Prisons Officers’ Association general secretary Lester Walcott, when contacted, was overwhelmed with emotions but told Guardian Media that the relevant authorities need to embark on drastic measures on murderers, particularly those who carry out executions without any hesitation.
“Whatever we’re doing is not working. We have a mandate to deal with high-risk, some of the most dangerous persons in national security in terms of persons who would have committed crimes, murders, extortion, even associated with the killing of attorneys. So we have persons within a prison system who have far-reaching hands and when they decided through a ministerial order to establish a separation in building 13, or the Wayne Jackson Building, certain things were done to say ‘alright we will isolate these persons, we’ll have a particular hold on their ability to call instructions within the prison walls or the ability to carry out hits’. When the action took place, it had great resistance, some activist groups came out and spoke against violence and prisoners but it has reached a point where the prison officer is a very easy target because the information I got from behind the walls of the Wayne Jackson Building, persons who are there have far-reaching hands indicated that a prison officer will be killed every week until they are moved out of Building 13. So when you have such information and the ability to carry out these things by persons...we weren’t trained for guerilla warfare and terrorist activities. Whatever is being done to preserve the lives of prison officers is not working,” Walcott said.
He added” “I think that unless some drastic measures are done where they start to execute murderers in a short possible time, abandoning all the Pratt and Morgan and these Privy Council that profess that it’s human rights violation, these people are brutal you have to return something to generate fear in the individuals.”
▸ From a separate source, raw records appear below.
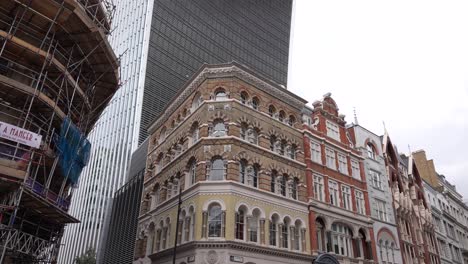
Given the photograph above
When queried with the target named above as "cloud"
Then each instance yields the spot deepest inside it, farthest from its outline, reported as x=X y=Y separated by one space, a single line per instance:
x=405 y=63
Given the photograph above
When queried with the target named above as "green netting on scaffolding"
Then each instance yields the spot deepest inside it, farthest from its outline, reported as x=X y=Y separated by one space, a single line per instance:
x=74 y=151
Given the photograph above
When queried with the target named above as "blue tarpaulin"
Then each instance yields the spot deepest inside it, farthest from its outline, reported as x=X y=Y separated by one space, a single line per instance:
x=74 y=150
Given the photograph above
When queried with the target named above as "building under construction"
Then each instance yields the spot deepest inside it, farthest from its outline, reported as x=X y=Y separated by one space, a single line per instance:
x=57 y=73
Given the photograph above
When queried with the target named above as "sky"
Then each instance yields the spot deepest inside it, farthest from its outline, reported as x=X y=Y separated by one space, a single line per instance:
x=404 y=63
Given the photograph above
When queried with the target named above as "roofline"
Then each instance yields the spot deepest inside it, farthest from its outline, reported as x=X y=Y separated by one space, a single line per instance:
x=152 y=126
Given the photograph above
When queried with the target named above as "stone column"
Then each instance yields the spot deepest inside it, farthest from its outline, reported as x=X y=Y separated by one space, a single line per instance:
x=163 y=193
x=292 y=237
x=247 y=222
x=280 y=231
x=157 y=245
x=187 y=228
x=356 y=247
x=329 y=241
x=223 y=224
x=264 y=180
x=204 y=225
x=303 y=239
x=143 y=246
x=179 y=234
x=313 y=232
x=262 y=231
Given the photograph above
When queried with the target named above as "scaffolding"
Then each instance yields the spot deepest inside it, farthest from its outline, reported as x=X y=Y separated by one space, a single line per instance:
x=57 y=73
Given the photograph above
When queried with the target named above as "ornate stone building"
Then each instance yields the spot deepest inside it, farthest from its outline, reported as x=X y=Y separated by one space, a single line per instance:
x=230 y=148
x=412 y=212
x=380 y=195
x=339 y=212
x=449 y=213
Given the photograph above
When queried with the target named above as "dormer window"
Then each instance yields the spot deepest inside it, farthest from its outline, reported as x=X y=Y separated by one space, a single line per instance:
x=333 y=130
x=370 y=151
x=272 y=111
x=281 y=116
x=218 y=129
x=255 y=103
x=220 y=95
x=244 y=97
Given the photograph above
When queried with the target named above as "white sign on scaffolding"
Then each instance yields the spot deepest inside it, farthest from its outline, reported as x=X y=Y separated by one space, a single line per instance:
x=20 y=135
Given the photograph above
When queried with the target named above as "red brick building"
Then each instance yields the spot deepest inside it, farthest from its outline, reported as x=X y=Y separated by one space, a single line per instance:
x=339 y=211
x=412 y=213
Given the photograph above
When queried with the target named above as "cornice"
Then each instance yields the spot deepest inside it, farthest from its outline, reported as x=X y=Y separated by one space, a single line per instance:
x=227 y=71
x=237 y=245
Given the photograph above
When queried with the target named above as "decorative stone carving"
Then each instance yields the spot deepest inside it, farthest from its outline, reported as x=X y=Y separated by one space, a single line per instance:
x=212 y=257
x=316 y=123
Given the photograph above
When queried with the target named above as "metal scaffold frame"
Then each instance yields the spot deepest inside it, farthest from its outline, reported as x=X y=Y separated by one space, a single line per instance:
x=56 y=76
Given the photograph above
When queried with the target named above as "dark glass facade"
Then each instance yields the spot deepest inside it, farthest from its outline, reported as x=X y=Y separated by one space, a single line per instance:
x=119 y=234
x=186 y=34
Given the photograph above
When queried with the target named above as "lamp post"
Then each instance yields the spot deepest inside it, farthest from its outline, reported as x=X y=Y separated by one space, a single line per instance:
x=179 y=203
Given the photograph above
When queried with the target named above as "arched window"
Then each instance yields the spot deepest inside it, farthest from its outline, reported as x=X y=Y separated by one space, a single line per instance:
x=320 y=234
x=342 y=240
x=220 y=95
x=292 y=151
x=192 y=171
x=162 y=134
x=191 y=225
x=218 y=129
x=297 y=235
x=244 y=129
x=272 y=143
x=272 y=111
x=273 y=228
x=242 y=171
x=196 y=102
x=168 y=191
x=214 y=220
x=194 y=133
x=240 y=223
x=370 y=151
x=253 y=226
x=284 y=143
x=255 y=103
x=157 y=244
x=159 y=162
x=274 y=176
x=294 y=189
x=165 y=234
x=150 y=239
x=252 y=136
x=281 y=116
x=386 y=247
x=285 y=234
x=252 y=174
x=282 y=185
x=217 y=170
x=175 y=187
x=183 y=237
x=291 y=120
x=155 y=197
x=244 y=97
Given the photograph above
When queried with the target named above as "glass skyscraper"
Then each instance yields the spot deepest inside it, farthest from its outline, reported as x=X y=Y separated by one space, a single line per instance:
x=162 y=43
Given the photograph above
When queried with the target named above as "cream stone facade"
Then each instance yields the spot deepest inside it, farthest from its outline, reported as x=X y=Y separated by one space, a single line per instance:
x=229 y=149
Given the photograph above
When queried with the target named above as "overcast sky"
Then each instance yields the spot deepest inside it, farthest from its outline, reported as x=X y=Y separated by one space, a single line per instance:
x=402 y=62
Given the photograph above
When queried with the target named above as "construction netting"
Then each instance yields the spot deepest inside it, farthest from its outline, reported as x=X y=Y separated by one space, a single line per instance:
x=74 y=151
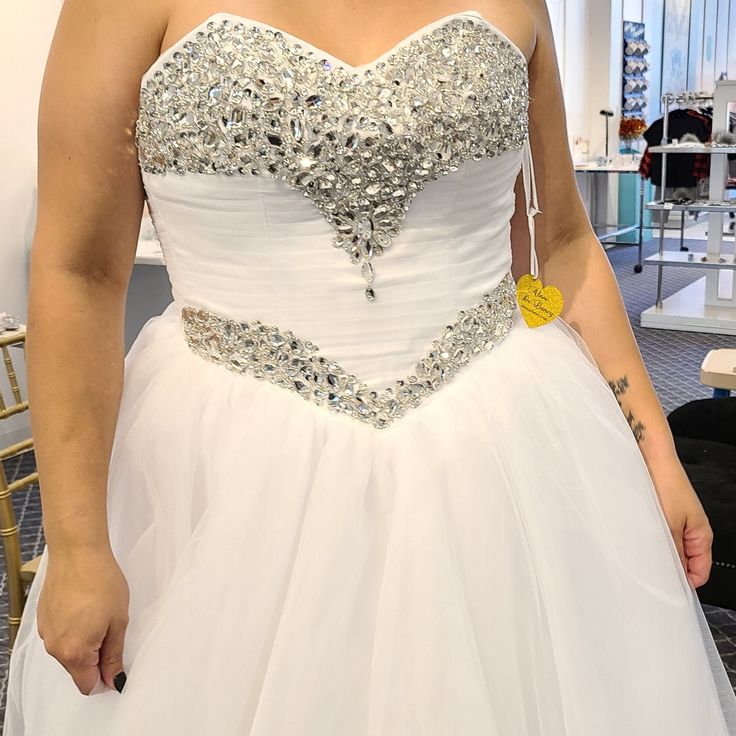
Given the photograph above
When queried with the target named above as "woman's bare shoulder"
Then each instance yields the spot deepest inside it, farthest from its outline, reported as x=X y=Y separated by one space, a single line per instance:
x=128 y=34
x=517 y=19
x=87 y=158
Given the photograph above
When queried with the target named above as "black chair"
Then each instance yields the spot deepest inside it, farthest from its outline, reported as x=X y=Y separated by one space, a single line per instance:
x=705 y=437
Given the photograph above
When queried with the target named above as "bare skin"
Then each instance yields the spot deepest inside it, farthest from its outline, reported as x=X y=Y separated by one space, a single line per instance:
x=90 y=204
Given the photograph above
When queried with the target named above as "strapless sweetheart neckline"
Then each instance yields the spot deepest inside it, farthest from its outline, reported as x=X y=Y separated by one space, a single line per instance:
x=426 y=29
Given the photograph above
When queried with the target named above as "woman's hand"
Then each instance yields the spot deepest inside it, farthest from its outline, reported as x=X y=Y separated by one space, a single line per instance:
x=686 y=518
x=83 y=615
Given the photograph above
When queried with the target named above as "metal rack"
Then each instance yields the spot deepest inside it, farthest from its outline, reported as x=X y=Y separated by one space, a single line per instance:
x=681 y=98
x=700 y=306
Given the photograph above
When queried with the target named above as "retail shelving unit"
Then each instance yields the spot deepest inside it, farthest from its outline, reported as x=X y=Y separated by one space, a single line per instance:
x=709 y=304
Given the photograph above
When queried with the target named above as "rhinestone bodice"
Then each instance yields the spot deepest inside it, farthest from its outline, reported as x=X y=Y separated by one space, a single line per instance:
x=259 y=152
x=243 y=98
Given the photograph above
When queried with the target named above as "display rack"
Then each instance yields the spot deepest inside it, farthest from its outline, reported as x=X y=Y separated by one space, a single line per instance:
x=699 y=307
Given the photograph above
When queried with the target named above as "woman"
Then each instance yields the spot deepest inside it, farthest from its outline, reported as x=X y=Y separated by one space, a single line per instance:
x=338 y=493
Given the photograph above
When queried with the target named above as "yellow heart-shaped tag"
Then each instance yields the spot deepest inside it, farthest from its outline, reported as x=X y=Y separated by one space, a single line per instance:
x=539 y=304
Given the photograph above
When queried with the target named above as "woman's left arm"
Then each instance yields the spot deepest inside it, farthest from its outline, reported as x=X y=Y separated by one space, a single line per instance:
x=571 y=258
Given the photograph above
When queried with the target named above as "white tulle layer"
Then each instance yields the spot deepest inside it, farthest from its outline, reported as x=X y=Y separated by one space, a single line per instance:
x=495 y=563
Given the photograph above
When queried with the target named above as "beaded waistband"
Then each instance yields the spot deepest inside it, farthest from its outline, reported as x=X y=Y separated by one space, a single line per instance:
x=268 y=352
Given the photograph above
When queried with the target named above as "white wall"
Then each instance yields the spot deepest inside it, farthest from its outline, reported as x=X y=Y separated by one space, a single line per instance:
x=25 y=36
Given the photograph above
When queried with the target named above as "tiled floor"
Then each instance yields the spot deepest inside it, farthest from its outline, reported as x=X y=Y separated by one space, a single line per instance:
x=673 y=360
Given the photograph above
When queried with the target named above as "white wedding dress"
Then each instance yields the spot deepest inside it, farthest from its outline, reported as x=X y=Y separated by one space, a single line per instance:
x=352 y=492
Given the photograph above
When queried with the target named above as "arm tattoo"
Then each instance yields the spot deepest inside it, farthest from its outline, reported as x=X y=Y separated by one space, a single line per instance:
x=619 y=387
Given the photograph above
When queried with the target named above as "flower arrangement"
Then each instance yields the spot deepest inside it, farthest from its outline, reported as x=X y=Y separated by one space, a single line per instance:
x=630 y=130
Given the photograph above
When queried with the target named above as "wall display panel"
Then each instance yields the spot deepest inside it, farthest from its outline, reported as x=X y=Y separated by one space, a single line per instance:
x=675 y=46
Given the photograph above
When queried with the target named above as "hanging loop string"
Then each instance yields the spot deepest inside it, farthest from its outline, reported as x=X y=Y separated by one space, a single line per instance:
x=530 y=195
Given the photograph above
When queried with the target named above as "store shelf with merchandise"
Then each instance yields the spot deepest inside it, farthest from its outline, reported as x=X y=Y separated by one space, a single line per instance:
x=708 y=304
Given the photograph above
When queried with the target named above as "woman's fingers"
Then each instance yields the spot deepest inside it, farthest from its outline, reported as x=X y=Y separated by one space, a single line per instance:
x=111 y=655
x=697 y=544
x=80 y=660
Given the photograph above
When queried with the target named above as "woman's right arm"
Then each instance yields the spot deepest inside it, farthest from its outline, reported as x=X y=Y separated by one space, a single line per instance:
x=90 y=200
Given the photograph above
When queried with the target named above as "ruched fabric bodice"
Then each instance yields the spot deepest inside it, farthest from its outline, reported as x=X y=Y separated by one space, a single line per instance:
x=249 y=248
x=286 y=186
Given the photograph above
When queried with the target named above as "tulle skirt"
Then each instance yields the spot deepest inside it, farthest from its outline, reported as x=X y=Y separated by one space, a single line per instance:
x=495 y=562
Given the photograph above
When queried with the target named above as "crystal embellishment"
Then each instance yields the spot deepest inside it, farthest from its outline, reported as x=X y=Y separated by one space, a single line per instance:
x=268 y=352
x=241 y=99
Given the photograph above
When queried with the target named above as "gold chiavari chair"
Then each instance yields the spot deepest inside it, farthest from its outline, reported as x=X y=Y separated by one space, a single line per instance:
x=19 y=573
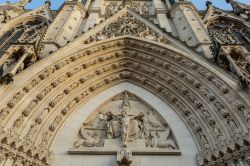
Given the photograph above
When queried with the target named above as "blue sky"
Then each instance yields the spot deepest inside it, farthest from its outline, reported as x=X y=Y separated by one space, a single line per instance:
x=200 y=4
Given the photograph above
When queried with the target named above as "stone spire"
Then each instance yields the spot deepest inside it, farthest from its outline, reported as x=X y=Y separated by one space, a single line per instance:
x=240 y=8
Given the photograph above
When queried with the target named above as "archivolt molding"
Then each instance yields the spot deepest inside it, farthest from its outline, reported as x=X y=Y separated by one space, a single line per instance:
x=193 y=92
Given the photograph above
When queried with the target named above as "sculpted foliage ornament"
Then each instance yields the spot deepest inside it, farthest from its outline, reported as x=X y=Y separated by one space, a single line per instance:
x=125 y=25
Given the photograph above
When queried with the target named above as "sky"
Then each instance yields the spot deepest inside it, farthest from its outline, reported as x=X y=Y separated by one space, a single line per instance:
x=200 y=4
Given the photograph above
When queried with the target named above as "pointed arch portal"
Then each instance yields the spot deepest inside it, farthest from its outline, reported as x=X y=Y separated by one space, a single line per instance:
x=45 y=106
x=65 y=137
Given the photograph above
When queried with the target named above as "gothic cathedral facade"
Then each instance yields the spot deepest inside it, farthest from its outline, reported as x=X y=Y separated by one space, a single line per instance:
x=124 y=83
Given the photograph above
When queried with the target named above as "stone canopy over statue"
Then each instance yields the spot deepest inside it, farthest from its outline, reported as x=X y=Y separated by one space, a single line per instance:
x=125 y=121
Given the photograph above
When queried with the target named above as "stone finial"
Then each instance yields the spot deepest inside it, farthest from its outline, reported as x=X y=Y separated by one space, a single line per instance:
x=124 y=157
x=208 y=3
x=48 y=3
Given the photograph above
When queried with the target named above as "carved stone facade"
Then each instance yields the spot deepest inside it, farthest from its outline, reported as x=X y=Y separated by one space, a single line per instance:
x=195 y=66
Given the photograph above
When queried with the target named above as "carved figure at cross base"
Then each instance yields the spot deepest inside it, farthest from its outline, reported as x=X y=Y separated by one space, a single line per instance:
x=125 y=125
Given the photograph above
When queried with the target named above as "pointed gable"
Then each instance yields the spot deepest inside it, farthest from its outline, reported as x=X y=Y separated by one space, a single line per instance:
x=214 y=13
x=127 y=22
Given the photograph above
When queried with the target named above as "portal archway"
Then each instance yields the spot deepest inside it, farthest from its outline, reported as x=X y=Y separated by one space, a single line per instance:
x=64 y=138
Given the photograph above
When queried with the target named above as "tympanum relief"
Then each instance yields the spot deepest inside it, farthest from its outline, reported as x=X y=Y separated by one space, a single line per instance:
x=125 y=121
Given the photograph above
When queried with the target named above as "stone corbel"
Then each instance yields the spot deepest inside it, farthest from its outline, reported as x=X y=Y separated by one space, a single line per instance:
x=242 y=78
x=20 y=61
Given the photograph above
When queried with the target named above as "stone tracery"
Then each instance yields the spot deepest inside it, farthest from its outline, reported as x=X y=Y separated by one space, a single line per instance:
x=126 y=50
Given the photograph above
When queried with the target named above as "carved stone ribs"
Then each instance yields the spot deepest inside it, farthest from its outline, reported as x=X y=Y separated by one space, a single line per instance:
x=125 y=121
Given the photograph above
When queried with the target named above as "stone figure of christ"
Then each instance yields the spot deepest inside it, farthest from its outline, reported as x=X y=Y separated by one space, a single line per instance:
x=125 y=120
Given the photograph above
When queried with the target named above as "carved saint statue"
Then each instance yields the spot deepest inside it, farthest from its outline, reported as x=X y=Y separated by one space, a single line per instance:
x=87 y=139
x=128 y=122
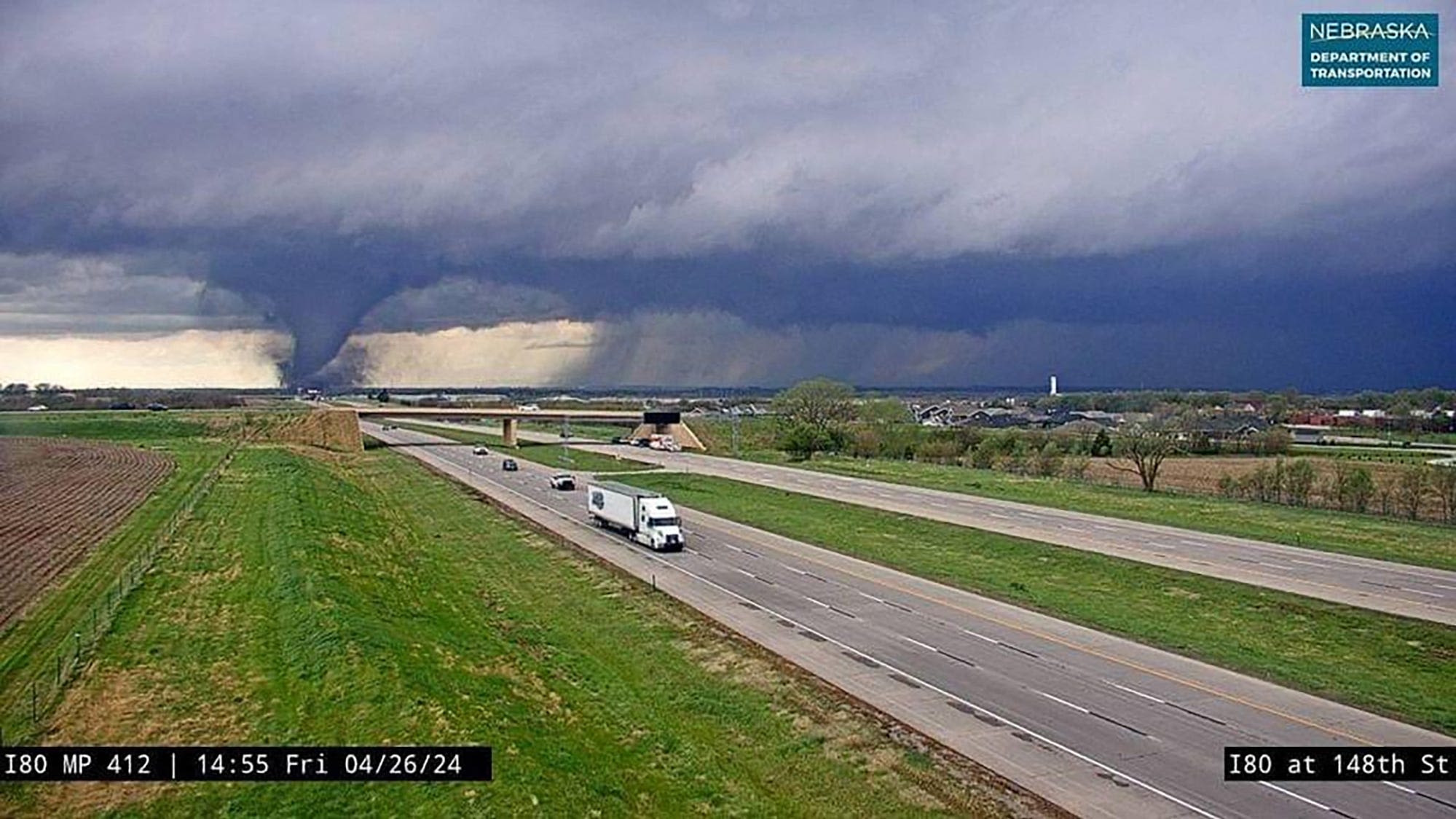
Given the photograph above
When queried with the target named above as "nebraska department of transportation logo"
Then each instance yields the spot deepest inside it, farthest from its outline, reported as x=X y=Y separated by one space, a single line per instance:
x=1371 y=50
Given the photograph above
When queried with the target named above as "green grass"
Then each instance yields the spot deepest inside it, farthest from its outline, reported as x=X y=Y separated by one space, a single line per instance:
x=597 y=431
x=1368 y=454
x=1385 y=664
x=361 y=600
x=119 y=426
x=545 y=454
x=1382 y=538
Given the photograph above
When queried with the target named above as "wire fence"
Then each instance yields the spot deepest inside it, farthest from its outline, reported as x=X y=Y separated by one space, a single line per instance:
x=54 y=665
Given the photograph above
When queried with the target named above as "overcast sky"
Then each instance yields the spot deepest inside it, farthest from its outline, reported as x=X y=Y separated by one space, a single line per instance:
x=714 y=193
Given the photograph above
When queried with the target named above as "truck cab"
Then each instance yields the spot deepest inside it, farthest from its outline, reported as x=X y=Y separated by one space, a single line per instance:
x=660 y=525
x=645 y=517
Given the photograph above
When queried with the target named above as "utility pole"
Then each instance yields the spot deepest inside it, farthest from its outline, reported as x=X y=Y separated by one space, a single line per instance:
x=734 y=413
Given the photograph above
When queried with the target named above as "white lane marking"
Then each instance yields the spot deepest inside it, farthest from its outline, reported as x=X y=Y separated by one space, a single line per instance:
x=948 y=694
x=1419 y=592
x=1398 y=788
x=1295 y=795
x=926 y=684
x=1074 y=706
x=921 y=645
x=1141 y=694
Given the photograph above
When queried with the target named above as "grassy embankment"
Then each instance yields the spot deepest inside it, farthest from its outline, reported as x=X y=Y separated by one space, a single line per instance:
x=1385 y=664
x=545 y=454
x=67 y=619
x=1366 y=536
x=591 y=431
x=360 y=600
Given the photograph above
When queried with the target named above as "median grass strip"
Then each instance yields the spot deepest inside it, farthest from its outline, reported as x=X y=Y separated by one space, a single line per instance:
x=545 y=454
x=66 y=619
x=1366 y=536
x=1397 y=667
x=358 y=600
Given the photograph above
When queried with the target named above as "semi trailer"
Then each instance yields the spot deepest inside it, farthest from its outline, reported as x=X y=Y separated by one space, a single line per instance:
x=645 y=517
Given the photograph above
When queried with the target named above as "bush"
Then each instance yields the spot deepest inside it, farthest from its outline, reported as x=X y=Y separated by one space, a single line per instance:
x=1077 y=467
x=1228 y=486
x=1049 y=461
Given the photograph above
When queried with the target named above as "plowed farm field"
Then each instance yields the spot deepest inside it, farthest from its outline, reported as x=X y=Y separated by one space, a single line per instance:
x=58 y=499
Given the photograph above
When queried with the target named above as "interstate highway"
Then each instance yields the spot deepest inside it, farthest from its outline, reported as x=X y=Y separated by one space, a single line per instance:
x=1393 y=588
x=1098 y=725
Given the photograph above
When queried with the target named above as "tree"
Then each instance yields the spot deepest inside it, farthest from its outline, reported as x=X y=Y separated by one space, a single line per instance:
x=1144 y=448
x=1444 y=480
x=884 y=412
x=820 y=406
x=985 y=454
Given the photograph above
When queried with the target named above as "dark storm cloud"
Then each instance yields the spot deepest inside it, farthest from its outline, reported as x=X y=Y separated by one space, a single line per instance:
x=941 y=167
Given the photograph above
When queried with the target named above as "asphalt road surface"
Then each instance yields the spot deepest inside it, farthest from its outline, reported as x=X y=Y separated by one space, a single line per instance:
x=1394 y=588
x=1098 y=725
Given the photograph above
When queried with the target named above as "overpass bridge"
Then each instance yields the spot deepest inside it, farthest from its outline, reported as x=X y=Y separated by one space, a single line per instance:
x=650 y=422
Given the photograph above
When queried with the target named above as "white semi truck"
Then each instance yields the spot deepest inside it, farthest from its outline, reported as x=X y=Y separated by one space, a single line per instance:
x=647 y=518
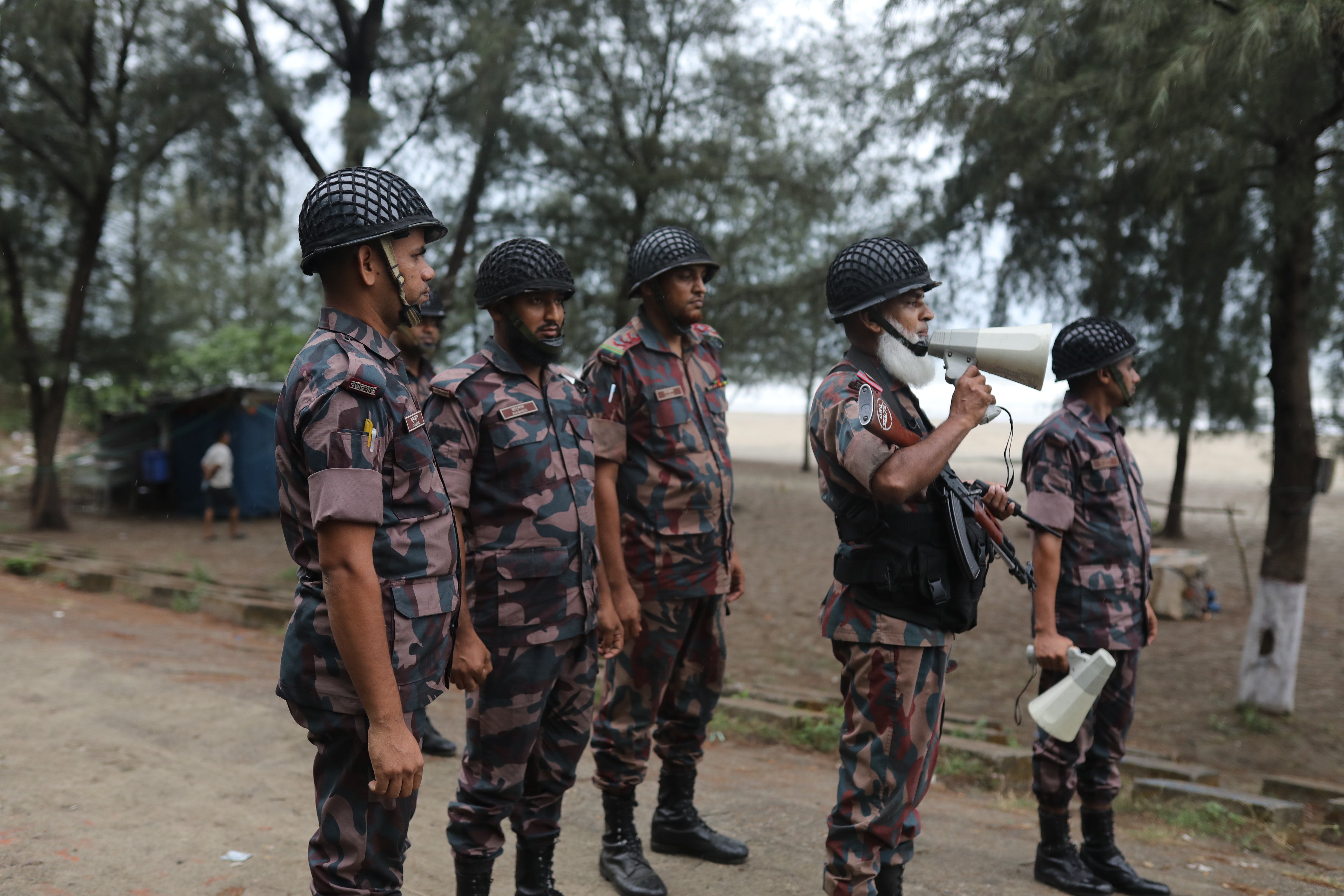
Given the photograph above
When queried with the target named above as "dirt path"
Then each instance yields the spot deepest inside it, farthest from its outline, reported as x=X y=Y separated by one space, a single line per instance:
x=139 y=745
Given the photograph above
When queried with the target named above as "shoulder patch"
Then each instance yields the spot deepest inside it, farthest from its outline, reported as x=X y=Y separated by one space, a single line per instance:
x=361 y=387
x=708 y=335
x=615 y=348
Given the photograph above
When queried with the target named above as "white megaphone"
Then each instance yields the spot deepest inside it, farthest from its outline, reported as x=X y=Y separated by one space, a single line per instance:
x=1061 y=711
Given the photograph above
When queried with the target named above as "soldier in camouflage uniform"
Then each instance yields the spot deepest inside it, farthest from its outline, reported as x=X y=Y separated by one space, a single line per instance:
x=367 y=520
x=511 y=432
x=1092 y=593
x=418 y=346
x=891 y=639
x=664 y=500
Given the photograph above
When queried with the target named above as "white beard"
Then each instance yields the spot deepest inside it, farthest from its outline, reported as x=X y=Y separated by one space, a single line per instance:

Pulchan, in a release issued by the T&T Prisons Service last evening, said that he hoped law enforcement agencies leave no stone unturned in bringing these cold-blooded murderers to justice.
He also reminded all staff members “to be extremely vigilant and cautious, particularly when off duty.”
Efforts to reach Minister of National Security Fitzgerald Hinds and Deputy Commissioner of Police Mc Donald Jacob for comment were unsuccessful as calls to their phone went unanswered.
However, Hinds is expected to host a media conference this morning at the ministry and there’s speculation that the concerns of prisons officers will be addressed alongside the upsurge of murders in the country.